For her though, after hours of rehearsing, the acting becomes a natural instinct.

“It’s kind of weird. You would think that actors have to think it through all the time, but really it’s almost like word vomit,” Battle said. “It’s like you’re actually experiencing these things every time something new, and you just know what you’re going to say. You get to play someone else and you get to experience how they feel and how they feel about other characters and where they are.”

Despite the satisfaction that comes with a successful production, there are challenges and downfalls too. According to Battle, her struggles happened during her second year of college when her schoolwork proved overwhelming and she couldn’t seem to snag any roles.

“I wasn’t in any productions,” she said sadly. “The first semester was because I took on a heavy course load, so I decided I should probably focus on my studies. But the second semester, I just wasn’t cast in anything.”

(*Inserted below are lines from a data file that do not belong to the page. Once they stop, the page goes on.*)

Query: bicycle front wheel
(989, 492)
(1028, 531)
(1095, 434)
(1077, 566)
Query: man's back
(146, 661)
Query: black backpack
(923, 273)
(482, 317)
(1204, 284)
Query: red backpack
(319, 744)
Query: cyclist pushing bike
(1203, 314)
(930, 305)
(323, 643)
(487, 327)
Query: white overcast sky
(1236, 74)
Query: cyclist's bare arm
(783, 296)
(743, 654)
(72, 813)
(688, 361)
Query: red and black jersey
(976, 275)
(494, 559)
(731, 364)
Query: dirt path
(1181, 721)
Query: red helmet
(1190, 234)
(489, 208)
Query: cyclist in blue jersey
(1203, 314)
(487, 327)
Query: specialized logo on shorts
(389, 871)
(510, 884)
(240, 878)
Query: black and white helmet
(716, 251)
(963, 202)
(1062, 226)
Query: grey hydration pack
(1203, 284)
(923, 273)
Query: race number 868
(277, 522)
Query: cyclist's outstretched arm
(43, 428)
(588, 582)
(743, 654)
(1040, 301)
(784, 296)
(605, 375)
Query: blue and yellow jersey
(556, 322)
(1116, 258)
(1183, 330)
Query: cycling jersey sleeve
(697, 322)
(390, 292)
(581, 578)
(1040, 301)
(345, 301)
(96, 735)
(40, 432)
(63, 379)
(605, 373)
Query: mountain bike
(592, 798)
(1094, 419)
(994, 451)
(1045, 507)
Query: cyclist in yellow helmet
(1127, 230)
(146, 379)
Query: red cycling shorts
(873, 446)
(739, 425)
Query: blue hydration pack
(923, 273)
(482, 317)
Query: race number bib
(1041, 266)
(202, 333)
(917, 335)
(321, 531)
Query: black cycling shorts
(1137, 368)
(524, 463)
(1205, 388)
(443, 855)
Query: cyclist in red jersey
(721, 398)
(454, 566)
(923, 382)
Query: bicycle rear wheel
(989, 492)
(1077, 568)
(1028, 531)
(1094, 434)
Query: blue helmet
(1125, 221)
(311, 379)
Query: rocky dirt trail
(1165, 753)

The disappointment was excruciating because her best friend had been cast as the lead in the same production; however, learning to cope with rejection is something Battle said comes with being an actor or actress and that not being cast in everything is “just part of the experience.”

As far as a career goes, Battle said she plans to work in children’s theatre and would like to be a mentor to young actors.

“I figure I’ve done theatre for over half of my life, and I don’t really know anything else…I’m going to come out with a degree in theatre, so why not use it?”